Political observers believe that the United States has remained at loggerheads with Iran mainly over the independent and home-grown nature of Tehran’s nuclear technology, which gives the Islamic Republic the potential to turn into a world power and a role model for other third-world countries. Washington has laid much pressure on Iran to make it give up the most sensitive and advanced part of the technology, which is uranium enrichment, a process used for producing nuclear fuel for power plants.

Washington’s push for additional UN penalties contradicts a recent report by 16 US intelligence bodies that endorsed the civilian nature of Iran’s programs. Following the US National Intelligence Estimate (NIE) and similar reports by the IAEA head – one in November and the other one in February – which praised Iran’s truthfulness about key aspects of its past nuclear activities and announced settlement of outstanding issues with Tehran, any effort to impose further sanctions on Iran seems to be completely irrational.

The February report by the UN nuclear watchdog, the International Atomic Energy Agency, praised Iran’s cooperation in clearing up all of the past questions over its nuclear program, vindicating Iran’s nuclear program and leaving no justification for any new UN sanctions.

The UN nuclear watchdog has so far carried out at least 14 surprise inspections of Iran’s nuclear sites so far, but found nothing to support West’s allegations.

Also in his latest report to the 35-nation Board of Governors, IAEA Director General Mohamed ElBaradei confirmed “the non-diversion” of nuclear material in Iran and added that the agency had found no “components of a nuclear weapon” or “related nuclear physics studies” in the country.

The IAEA report confirmed that Iran has managed to enrich uranium-235 to a level “less than 5 percent”. Such a rate is consistent with the construction of a nuclear power plant. Nuclear arms production, meanwhile, requires an enrichment level of above 90 percent.

The Vienna-based UN nuclear watchdog continues snap inspections of Iranian nuclear sites and has reported that all “declared nuclear material in Iran has been accounted for, and therefore such material is not diverted to prohibited activities.”

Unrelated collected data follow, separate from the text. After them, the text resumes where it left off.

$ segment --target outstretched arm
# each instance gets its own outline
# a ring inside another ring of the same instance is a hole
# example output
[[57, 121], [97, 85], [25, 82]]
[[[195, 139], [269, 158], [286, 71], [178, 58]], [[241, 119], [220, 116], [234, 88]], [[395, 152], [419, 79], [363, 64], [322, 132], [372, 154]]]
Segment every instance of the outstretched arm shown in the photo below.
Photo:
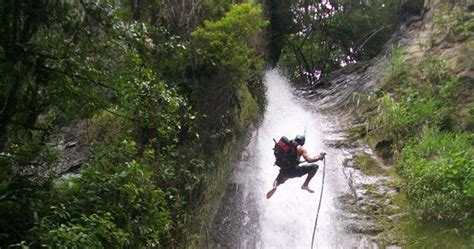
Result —
[[297, 148], [297, 152], [299, 155], [302, 155], [304, 160], [308, 163], [314, 163], [314, 162], [317, 162], [319, 160], [323, 160], [324, 159], [324, 156], [314, 156], [314, 157], [311, 157], [309, 154], [308, 154], [308, 151], [303, 147], [303, 146], [298, 146]]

Mohammed ElBaradei, chief of the International Atomic Energy Agency, recently said that Iran remains far from acquiring capabilities to develop nuclear weapons as it is still lacking the key components to produce an atomic weapon.

“They do not have even the nuclear material, the raw unenriched uranium to develop one nuclear weapon if they decide to do so,” said the head of the UN nuclear watchdog agency.

Many world nations have called the UN Security Council pressure against Iran unjustified, especially in the wake of recent IAEA reports, stressing that Tehran’s case should be normalized and returned to the UN nuclear watchdog due to the Islamic Republic’s increased cooperation with the agency.